With greenwashing under renewed focus following the introduction of the DMCC Act, the ASA has published an instructive ruling in relation to environmental claims with Shell UK escaping censorship following complaints from multiple campaign groups concerning its TV advertising.
The ruling is of particular interest to energy companies and other high-emission businesses, with the decision confirming there is scope for advertisers in these sectors to promote their ‘green’ initiatives in a manner which does not result in a breach of the UK’s Advertising Code.
The Ad
The advert featured an individual walking in Shell branded overalls through several scenes, including (among others) Shell engineers installing EV chargers on a street, followed by a family home bathroom; an offshore gas rig, followed by a kitchen; and a laboratory with a sign stating “Energy Transition Skills Hub” which featured miniature wind turbines and workers welding materials.
A voice-over made statements including “Helping supply more than 20% of the UK’s gas”, “investing in people and communities to build skills for the energy transition” and “Shell is helping power the UK; now and into the future”. The advert also included a qualification, superimposed in white text at the bottom of the frame stating:
“In 2023, 68% of Shell’s global investments included oil & gas, 23% included low-carbon energy solutions and 9% non-energy products. Shell’s target is to become a net zero emissions (NZE) energy business by 2050”.
The ASA’s Ruling
In response to multiple complaints by campaign groups including AdFree Cities and Carbon Tracker that the ad gave a misleading impression of Shell’s environmental impact, the ASA sided with Shell.
In its ruling, the ASA pointed to CAP guidance stating that ads by high-emission businesses referring to specific environmentally beneficial initiatives are more likely to mislead consumers unless they include ‘balancing information’ which contextualises the business’ overall emissions, and the significance of low carbon activities when viewed as a proportion of the total activities of such businesses.

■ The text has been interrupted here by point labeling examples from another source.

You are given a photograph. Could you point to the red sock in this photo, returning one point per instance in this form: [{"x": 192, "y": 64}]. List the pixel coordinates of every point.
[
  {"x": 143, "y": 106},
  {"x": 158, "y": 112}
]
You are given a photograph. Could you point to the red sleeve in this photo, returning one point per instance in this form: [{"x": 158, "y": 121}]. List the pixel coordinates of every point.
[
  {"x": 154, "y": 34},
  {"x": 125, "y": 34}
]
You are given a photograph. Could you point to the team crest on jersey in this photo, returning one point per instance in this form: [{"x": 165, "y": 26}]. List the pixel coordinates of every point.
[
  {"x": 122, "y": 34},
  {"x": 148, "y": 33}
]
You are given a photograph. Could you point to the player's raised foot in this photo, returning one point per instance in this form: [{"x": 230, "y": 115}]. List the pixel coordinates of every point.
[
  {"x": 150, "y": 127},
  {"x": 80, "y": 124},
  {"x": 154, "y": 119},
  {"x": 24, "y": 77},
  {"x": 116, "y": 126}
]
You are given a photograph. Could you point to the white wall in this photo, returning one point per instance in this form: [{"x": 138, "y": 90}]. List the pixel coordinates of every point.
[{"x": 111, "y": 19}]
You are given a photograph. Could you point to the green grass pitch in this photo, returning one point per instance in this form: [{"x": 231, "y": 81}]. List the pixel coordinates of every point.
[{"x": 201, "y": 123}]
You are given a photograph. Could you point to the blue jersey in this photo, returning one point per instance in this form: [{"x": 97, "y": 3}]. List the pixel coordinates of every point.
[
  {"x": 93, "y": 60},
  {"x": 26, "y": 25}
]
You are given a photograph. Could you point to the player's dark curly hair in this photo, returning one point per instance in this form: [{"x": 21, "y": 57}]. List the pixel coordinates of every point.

The ASA considered that the advert did not “focus singularly on the environmentally beneficial initiatives in which Shell was involved, but included elements that drew out representative examples about both lower-carbon aspects […] and higher carbon aspects”.
In doing so, the ASA looked favourably on the depiction of scenes of gas extraction by the offshore rig and use of that gas in a home, determining that the ad provided context to Shell’s claims and that viewers would likely understand that Shell is involved in both lower and higher-carbon activities.
Additionally, the qualifying information provided by Shell in the voice-over and super-imposed text was deemed to show the degree to which Shell’s investments concern oil and gas, with the ASA concluding that the ad as a whole did not give a misleading impression of Shell’s environmental impact.
Comment
This is a notable ruling since it is the first instance of the ASA determining that an oil and gas company has provided sufficient balancing information concerning their high carbon activities to contextualise promotional claims regarding their greener investments.
The ruling is likely to help inform the advertising practices of many businesses in carbon-intensive sectors, with the confirmation that green claims can be made in a compliant manner provided they are adequately contextualised.
This is of particular importance given environmental claims are likely to be a central target of the CMA’s new and enhanced enforcement powers following the introduction of the DMCC.